Southwest Airlines business model Case Study
Business students spend countless hours of their education pouring through case studies and analyzing how organizations might react to challenges. We study value chains, business models, organizational cultures, mergers and acquisitions, and so much more. The case studies that we read generally cover traditional businesses like Southwest Airlines, General Electric, and Netflix.
As a sports fan, though, it would be interesting for schools to branch out and apply business curriculum to the sports world.
Calling for case studies on sports might sound like an attempt to talk about my hobby in class instead of studying professional cases, but teams and leagues would be excellent subjects of case studies. They add complexity to the traditional business model while being particularly relatable to many students.
For example, I recently spent a weekend in Phoenix for a case competition about a baseball contract analysis. While many folks may think that my week was all fun and games, I’m positive that I’ve never applied such a wide breadth of business curriculum to a single project.
General managers of professional teams are constantly forced to make difficult decisions that balance two goals that aren’t necessarily correlated: profitability and winning.
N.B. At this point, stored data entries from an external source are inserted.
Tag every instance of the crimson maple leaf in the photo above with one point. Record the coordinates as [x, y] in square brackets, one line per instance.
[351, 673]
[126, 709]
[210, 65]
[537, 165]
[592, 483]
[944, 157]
These differing goals already make sports business quite complicated but the fact that the teams invest in human assets that aren’t nearly as predictable as traditional fixed assets further complicates a GM’s job. Traditional business managers have significant control over their primary assets but sports teams can’t necessarily control what their players do in their private life, much of which can emotionally carry over into games.
Specifically, the 2012 Boston Red Sox and 2013 Los Angeles Lakers would make fantastic organizational behavior case studies. In both cases, the teams had spent much of the past decade winning championships and certainly always being in the playoff picture. But then their longtime coaches left and high-dollar free agents were added to the team.
On paper, both teams should have dominated their respective sports, but both had miserable seasons.
The Red Sox clubhouse completely blew up. Players essentially mutinied against their manager, and management ultimately traded away much of its high-end talent.
The Lakers looked like they should roll into the NBA Finals with a phenomenal starting five, but the all-stars spent months simply trying to gel into one cohesive unit.